Waymo drops the term “self-driving”, takes a shot at Tesla

Waymo has announced in a blog post Wednesday it will no longer use the term “self-driving”, and will instead use “more deliberate language.”

Calling it a small but important change, Waymo says it will now refer to its technology as “fully autonomous”. While the company didn’t mention Tesla by name, their explanation for the change was a clear shot aimed directly at Tesla.

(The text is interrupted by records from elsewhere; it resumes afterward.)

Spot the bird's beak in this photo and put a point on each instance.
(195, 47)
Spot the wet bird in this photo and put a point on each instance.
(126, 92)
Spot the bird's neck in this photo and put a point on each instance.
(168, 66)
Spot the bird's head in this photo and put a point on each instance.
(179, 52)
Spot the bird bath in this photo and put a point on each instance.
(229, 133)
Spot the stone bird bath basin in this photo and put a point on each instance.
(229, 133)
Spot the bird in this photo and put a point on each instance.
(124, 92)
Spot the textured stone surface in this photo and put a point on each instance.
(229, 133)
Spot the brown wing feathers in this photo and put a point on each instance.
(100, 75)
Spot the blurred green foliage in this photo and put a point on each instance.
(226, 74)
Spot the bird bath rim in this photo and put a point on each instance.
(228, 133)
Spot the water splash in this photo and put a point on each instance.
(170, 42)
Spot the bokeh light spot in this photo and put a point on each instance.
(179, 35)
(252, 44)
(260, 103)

“Unfortunately, we see that some automakers use the term “self-driving” in an inaccurate way, giving consumers and the general public a false impression of the capabilities of driver assist (not fully autonomous) technology. That false impression can lead someone to unknowingly take risks (like taking their hands off the steering wheel) that could jeopardize not only their own safety but the safety of people around them.”

The company also said the change to use the term “autonomous driving” could save lives, even though their cars currently only operate as taxi’s in a geofenced area in Arizona.

“…precision in language matters and could save lives. We’re hopeful that consistency will help differentiate the fully autonomous technology Waymo is developing from driver-assist technologies (sometimes erroneously referred to as “self-driving” technologies) that require oversight from licensed human drivers for safe operation.”

Despite clearly stating their Autopilot and Full Self-Driving (FSD) package is not fully autonomous, Tesla still receives flack when drivers do not pay attention when behind the wheel (like they’re told to and prompted to by the vehicle).

Last year a German court found Tesla’s was misleading to consumers by using the term Autopilot. Tesla received similar criticism last year from US Senator Ed Markey, who sent a letter to Tesla urging them to fix what he viewed as autonomous “design defects.”

As part of their change in vocabulary, Waymo also announced it is renaming its public education campaign from “Let’s Talk Self-Driving” to “Let’s Talk About Autonomous Driving.”